2. The appellant, viz., the Madurantakam Co-operative Sugar Mills Limited, Padalam, is engaged in the business of manufacture of sugar. While computing the total income for the assessment years 1987-88 and 1988-89, the Assessing Officer allowed the assessee’s claim for setting off the relief under Section 80J, brought forward from the assessment years 1979-80 to 1984-85. For the assessment year 1987-88, the assessment order was passed under Section 143(3) of the Income-tax Act, 1961 on February 28, 1990, and for the assessment year 1988-89 on October 24, 1990. The Commissioner of Income-tax, who examined the matter, noticed that the initial assessment year for which the assessee had become entitled to the deduction under Section 80J was the assessment year 1978-79 and so as per the provisions of Sub-section (2) of Section 80J, the assessee being a cooperative society could carry forward and set off the deduction under Section 80J against the income up to the assessment year 1984-85 only. The Commissioner also took the view that the deduction allowed under Section 80P(2)(a)(i) and under Section 80P(2)(a)(iii) was not in order as the assessee was a co-operative society engaged in the manufacture of sugar and not one engaged in the business of banking or providing credit facilities for its members. As the Commissioner of Income-tax felt that the assessments for both the years required to be revised, he issued a notice under Section 263 of the Income-tax Act to the assessee.

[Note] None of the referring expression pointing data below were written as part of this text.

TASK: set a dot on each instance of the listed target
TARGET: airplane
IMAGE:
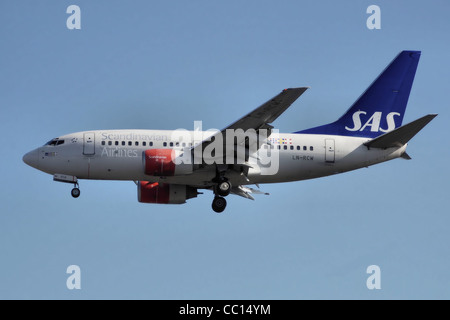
(171, 166)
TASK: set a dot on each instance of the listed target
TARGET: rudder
(381, 107)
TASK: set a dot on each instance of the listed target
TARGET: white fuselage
(118, 155)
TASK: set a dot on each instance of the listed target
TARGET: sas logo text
(373, 122)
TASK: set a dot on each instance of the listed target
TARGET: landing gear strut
(224, 188)
(75, 191)
(221, 189)
(219, 204)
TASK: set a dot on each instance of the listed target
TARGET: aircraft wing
(258, 119)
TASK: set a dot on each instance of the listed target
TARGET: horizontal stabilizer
(405, 156)
(400, 136)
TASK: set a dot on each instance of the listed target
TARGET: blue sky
(163, 65)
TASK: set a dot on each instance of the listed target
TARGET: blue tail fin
(381, 107)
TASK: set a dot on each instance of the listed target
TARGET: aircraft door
(329, 151)
(89, 144)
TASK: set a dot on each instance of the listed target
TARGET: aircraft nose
(32, 158)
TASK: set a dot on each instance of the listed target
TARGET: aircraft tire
(219, 204)
(224, 188)
(75, 192)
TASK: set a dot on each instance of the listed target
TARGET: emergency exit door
(329, 151)
(89, 144)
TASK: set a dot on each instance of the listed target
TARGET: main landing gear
(222, 189)
(219, 204)
(75, 191)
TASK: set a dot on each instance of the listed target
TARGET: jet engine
(166, 162)
(163, 193)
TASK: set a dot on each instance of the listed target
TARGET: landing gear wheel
(219, 204)
(75, 192)
(224, 188)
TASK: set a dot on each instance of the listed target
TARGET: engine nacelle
(149, 192)
(166, 162)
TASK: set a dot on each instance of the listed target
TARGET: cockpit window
(55, 142)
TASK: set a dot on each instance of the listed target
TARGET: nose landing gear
(221, 190)
(75, 191)
(219, 204)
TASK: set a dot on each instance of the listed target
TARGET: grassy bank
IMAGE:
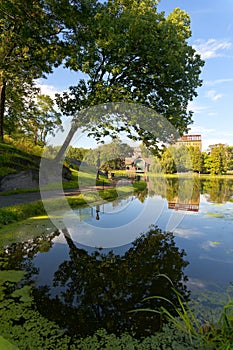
(21, 212)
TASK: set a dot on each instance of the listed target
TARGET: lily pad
(11, 276)
(6, 345)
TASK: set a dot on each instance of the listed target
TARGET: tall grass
(201, 335)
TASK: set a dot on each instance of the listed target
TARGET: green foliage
(129, 58)
(30, 46)
(218, 159)
(109, 156)
(6, 345)
(200, 335)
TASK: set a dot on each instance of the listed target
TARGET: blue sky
(212, 37)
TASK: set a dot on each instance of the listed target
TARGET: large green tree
(31, 43)
(134, 54)
(218, 159)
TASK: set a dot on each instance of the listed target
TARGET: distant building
(138, 164)
(190, 140)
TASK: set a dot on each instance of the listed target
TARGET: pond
(109, 257)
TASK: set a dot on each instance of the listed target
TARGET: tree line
(125, 51)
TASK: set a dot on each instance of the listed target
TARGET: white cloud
(48, 89)
(211, 48)
(197, 109)
(213, 95)
(218, 81)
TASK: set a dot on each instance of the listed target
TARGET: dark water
(112, 256)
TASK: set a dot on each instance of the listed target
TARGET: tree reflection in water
(101, 288)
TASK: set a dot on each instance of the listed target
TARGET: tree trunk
(66, 143)
(2, 106)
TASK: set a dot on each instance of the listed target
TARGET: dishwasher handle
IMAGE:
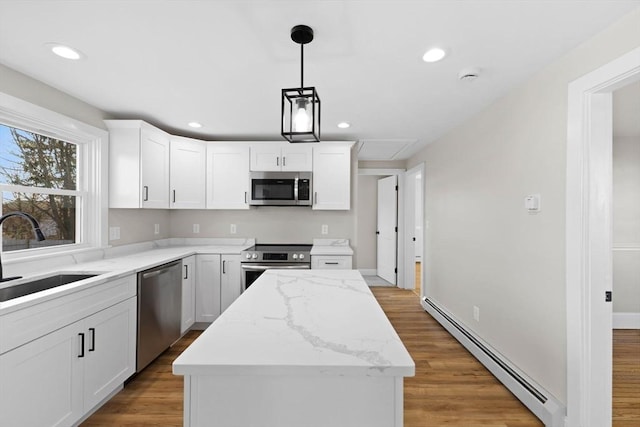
(161, 270)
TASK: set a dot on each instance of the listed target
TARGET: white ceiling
(223, 63)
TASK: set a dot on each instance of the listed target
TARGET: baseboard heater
(546, 407)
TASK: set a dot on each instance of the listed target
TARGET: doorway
(588, 240)
(414, 263)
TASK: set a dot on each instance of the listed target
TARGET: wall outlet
(114, 233)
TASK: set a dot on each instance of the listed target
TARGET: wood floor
(450, 387)
(626, 377)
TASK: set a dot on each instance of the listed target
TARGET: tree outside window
(39, 176)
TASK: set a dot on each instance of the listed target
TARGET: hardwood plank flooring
(626, 377)
(451, 388)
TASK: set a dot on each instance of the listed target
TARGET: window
(50, 168)
(39, 177)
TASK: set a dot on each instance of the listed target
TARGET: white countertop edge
(266, 370)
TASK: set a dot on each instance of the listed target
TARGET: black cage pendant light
(301, 105)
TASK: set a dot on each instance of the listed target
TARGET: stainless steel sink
(22, 289)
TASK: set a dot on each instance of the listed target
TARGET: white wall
(626, 224)
(484, 249)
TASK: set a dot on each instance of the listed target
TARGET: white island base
(297, 349)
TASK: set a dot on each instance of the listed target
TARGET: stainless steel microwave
(280, 189)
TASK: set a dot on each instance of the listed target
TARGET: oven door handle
(276, 267)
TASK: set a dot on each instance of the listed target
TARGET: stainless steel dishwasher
(159, 311)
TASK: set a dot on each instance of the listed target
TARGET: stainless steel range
(260, 258)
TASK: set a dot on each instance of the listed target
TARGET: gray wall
(483, 248)
(626, 224)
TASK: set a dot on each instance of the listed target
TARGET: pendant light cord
(301, 67)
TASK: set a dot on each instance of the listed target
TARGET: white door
(154, 164)
(387, 228)
(207, 288)
(230, 281)
(110, 350)
(227, 176)
(187, 173)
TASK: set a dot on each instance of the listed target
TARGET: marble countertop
(300, 322)
(119, 262)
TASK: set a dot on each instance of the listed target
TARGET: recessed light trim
(64, 51)
(434, 54)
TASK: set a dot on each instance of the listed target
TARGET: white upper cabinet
(187, 173)
(227, 176)
(332, 176)
(138, 165)
(281, 157)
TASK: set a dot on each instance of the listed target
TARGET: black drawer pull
(81, 344)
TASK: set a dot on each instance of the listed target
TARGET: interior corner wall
(484, 248)
(626, 224)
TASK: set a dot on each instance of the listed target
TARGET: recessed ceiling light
(434, 55)
(64, 51)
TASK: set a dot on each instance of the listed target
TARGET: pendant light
(301, 106)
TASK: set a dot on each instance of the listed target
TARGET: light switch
(532, 203)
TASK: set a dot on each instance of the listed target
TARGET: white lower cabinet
(188, 293)
(230, 282)
(218, 285)
(55, 379)
(207, 287)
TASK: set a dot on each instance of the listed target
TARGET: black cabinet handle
(81, 344)
(93, 339)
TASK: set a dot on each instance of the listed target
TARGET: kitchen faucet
(36, 231)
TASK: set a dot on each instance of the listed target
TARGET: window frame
(92, 185)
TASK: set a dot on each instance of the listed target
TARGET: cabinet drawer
(337, 262)
(22, 326)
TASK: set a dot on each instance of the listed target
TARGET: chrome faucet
(36, 231)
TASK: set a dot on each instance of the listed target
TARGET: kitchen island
(299, 348)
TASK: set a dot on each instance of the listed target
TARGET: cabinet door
(331, 177)
(188, 293)
(187, 174)
(207, 288)
(41, 381)
(110, 350)
(266, 157)
(227, 176)
(297, 157)
(230, 283)
(154, 168)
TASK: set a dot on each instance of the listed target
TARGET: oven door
(251, 271)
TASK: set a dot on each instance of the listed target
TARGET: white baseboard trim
(543, 405)
(626, 320)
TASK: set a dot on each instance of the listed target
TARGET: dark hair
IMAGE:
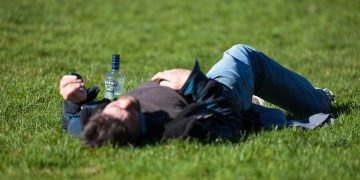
(101, 130)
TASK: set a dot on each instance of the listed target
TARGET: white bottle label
(112, 89)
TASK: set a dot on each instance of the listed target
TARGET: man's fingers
(167, 84)
(165, 75)
(68, 80)
(68, 90)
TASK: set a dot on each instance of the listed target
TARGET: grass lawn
(41, 40)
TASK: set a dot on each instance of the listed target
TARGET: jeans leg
(249, 71)
(234, 70)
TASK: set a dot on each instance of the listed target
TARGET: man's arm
(72, 89)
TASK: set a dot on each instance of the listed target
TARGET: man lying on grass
(181, 103)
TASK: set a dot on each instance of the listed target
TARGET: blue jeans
(249, 72)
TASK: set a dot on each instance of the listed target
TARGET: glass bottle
(114, 80)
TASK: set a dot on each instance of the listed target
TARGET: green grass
(41, 40)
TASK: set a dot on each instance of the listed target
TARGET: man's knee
(240, 51)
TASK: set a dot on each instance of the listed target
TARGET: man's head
(118, 123)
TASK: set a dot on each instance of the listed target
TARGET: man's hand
(72, 89)
(174, 78)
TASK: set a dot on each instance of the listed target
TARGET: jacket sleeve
(71, 112)
(214, 95)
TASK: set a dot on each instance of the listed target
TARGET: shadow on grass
(337, 110)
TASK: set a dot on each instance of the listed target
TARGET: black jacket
(201, 109)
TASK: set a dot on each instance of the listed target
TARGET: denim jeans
(249, 72)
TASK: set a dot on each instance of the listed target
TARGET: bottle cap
(115, 61)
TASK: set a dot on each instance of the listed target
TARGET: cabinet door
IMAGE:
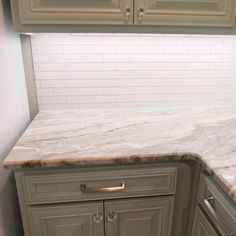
(185, 12)
(73, 12)
(139, 217)
(67, 220)
(201, 226)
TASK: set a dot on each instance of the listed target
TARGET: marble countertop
(70, 138)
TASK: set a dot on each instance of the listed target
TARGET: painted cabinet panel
(201, 226)
(185, 12)
(139, 217)
(46, 12)
(67, 220)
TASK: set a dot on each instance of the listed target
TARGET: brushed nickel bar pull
(127, 13)
(120, 188)
(209, 202)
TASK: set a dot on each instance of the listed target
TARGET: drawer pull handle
(210, 204)
(140, 14)
(127, 12)
(85, 189)
(97, 218)
(112, 216)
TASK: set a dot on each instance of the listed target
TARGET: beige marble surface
(69, 138)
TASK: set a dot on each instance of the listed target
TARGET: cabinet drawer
(219, 207)
(80, 185)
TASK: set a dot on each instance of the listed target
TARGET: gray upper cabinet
(109, 12)
(220, 13)
(139, 217)
(148, 16)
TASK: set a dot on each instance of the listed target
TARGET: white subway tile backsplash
(75, 71)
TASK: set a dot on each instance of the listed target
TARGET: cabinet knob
(127, 13)
(112, 216)
(97, 218)
(140, 14)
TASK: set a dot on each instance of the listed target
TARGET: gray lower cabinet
(201, 225)
(139, 217)
(215, 210)
(83, 219)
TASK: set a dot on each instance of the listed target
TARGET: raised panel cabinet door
(201, 226)
(85, 219)
(73, 12)
(219, 13)
(139, 217)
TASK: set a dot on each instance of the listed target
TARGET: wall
(14, 117)
(115, 70)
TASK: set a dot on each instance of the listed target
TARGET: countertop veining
(65, 138)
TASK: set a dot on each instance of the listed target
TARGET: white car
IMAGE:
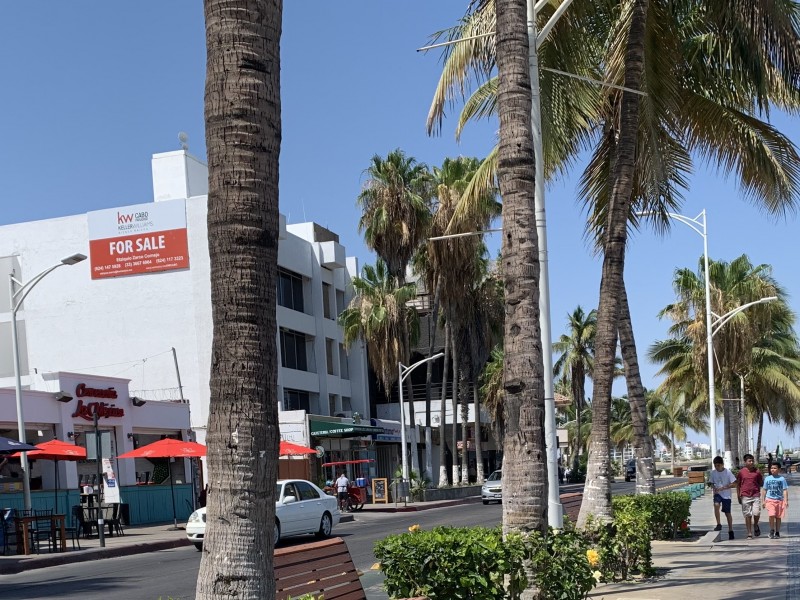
(300, 508)
(492, 488)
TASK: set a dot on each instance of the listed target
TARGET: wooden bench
(571, 505)
(319, 568)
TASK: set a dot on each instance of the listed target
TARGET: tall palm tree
(395, 214)
(379, 313)
(524, 472)
(576, 362)
(243, 133)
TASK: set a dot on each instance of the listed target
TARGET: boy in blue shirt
(775, 498)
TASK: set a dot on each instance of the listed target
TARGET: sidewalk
(714, 568)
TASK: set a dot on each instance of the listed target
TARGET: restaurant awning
(336, 427)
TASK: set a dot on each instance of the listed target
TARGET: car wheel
(325, 526)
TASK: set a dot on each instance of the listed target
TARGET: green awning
(335, 428)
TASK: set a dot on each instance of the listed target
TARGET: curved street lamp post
(18, 291)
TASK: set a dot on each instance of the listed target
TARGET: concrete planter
(453, 493)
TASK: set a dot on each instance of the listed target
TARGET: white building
(139, 308)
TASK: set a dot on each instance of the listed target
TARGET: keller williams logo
(87, 411)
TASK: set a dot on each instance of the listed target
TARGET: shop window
(290, 290)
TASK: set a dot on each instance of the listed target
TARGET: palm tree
(524, 471)
(576, 362)
(395, 214)
(380, 314)
(243, 133)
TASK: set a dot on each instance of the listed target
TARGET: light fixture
(74, 259)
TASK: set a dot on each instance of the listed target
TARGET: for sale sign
(144, 238)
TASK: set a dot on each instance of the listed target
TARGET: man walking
(748, 489)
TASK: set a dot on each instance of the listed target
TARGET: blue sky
(92, 89)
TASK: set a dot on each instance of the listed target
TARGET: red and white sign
(143, 238)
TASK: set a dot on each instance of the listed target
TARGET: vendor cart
(357, 491)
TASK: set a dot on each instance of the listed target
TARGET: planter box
(453, 493)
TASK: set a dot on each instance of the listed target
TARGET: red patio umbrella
(290, 449)
(168, 448)
(57, 450)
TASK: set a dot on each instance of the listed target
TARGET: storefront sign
(103, 410)
(82, 391)
(143, 238)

3. By a common order, the Commissioner directed the Assessing Officer to revise and modify the assessments by withdrawing the deduction allowed under Section 80J so also to revise and modify the assessments by disallowing the deductions under Section 80P(2)(a). Being aggrieved by the said order, the assessee filed I. T. A. Nos. 1189 and 1190 of 1992 before the Income-tax Appellate Tribunal, “B” Bench, Madras. The Appellate Tribunal, after elaborately considering the matter, upheld the order of the Commissioner only in regard to the deduction allowable under Section 80J. The assessee, being aggrieved by the said common order passed in those two appeals, has preferred these two tax case appeals.
4. A reading of Section 80J(2) of the Income-tax Act would show that the deduction specified in Sub-section (1) shall be allowed in computing the total income in respect of the assessment year relevant to the previous year in which the industrial undertaking begins to manufacture or produce articles and each of the four assessment years immediately succeeding the initial assessment year. In the case of the assessee, the initial assessment year was 1978-79. The assessee being a co-operative society, the provisions of the Sub-section (2) will have effect as if for the words “four assessment years”, the words “six assessment years” had been substituted. If the six year period is reckoned from the assessment year 1978-79, it would expire with the assessment year 1984-85. Rightly the Tribunal rejected the plea of the assessee that six year period will have to be considered from the assessment year 1984-85 and not from the initial assessment year 1978-79. In fact, the proviso after Sub-section (3) clarifies the position beyond any doubt. The order of the Tribunal is perfectly right and does not call for any interference.
5. In the result, the appeals are dismissed.